Pictures of You*Posted: January 25, 2013
My sister sent me a text last night asking me if a certain day would work for family pictures. I asked my husband, he said he could make it work, I replied to her text saying that it should work.
Then I put myself in timeout on the basement stairs so I could cry without anyone looking at me.
We need to do this for my Mom. AND for all of us.
It is giving me serious flashbacks to when my Aunt was sick. When we went to visit after she was diagnosed we had a family photo session at her home. However, she had already started treatment, she wore a wig that looked nothing like her own hair, and face bloated like a full moon.
We all hate those pictures.
They do not look like her. We were all matchy matchy. Looked like some bizarre family orchestra.

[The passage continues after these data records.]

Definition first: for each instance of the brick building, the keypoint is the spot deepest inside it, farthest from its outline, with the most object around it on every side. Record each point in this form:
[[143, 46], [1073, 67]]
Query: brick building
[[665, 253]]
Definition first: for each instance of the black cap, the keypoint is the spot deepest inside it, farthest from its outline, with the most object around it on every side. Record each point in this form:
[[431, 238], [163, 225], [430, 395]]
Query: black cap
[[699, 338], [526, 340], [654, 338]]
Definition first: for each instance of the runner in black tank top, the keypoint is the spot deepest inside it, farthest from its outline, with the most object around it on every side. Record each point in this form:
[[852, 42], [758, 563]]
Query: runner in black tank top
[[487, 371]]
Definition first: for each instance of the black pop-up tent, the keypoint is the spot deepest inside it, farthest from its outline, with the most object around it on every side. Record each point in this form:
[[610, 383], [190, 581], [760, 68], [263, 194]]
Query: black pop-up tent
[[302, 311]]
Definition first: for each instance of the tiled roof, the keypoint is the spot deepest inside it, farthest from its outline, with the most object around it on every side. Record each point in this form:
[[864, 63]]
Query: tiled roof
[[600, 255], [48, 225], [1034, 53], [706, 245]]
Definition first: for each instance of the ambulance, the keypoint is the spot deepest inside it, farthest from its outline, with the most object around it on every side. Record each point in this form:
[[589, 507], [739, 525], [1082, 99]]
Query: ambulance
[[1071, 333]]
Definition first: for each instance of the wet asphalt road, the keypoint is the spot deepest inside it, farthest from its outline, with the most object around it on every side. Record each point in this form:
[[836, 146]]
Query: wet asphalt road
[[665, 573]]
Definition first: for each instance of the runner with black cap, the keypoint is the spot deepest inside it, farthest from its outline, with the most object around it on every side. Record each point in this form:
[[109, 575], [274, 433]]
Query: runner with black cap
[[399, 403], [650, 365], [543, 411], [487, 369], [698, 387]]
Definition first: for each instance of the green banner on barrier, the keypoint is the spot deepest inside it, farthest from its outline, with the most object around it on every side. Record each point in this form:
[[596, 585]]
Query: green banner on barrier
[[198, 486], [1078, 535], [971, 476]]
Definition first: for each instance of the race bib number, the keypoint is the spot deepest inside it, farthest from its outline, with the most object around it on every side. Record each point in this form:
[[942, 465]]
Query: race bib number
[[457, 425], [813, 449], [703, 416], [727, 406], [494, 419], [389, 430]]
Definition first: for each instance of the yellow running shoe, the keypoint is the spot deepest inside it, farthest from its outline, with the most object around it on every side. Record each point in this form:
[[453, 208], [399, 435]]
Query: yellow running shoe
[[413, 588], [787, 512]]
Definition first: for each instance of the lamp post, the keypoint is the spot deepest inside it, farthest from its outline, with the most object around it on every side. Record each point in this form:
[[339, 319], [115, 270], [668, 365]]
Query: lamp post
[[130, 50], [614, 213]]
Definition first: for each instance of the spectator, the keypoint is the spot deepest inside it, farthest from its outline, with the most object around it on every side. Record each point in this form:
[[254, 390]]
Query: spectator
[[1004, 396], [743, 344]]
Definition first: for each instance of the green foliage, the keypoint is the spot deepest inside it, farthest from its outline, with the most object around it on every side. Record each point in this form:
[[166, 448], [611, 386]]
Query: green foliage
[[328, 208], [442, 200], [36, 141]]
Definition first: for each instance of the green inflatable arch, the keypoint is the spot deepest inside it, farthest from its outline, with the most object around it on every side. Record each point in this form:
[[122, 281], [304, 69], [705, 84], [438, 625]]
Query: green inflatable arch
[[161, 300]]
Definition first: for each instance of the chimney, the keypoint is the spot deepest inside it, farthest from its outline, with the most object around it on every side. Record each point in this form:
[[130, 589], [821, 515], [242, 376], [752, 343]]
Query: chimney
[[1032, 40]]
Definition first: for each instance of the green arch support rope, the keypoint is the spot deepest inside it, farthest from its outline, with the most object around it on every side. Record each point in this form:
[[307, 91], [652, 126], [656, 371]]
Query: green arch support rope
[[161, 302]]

Which is why these pictures will be taken only two days after my Mom has her first chemo treatment. So she looks like herself. So that she has her own hair. So that we can remember.
It breaks my heart.
It could be the last time we do this.
I’ve been looking so long at these pictures of you
That I almost believe that they’re real
I’ve been living so long with my pictures of you
That I almost believe that the pictures are
All I can feel*
*The Cure, one of my very favorites still to this day.
Please bear with me. This is so raw, it is in every single thought I have right now. At some point soon, I hope to tell you foolish stories where I have humiliated myself, fall down while merely walking, or adorable Meaisms.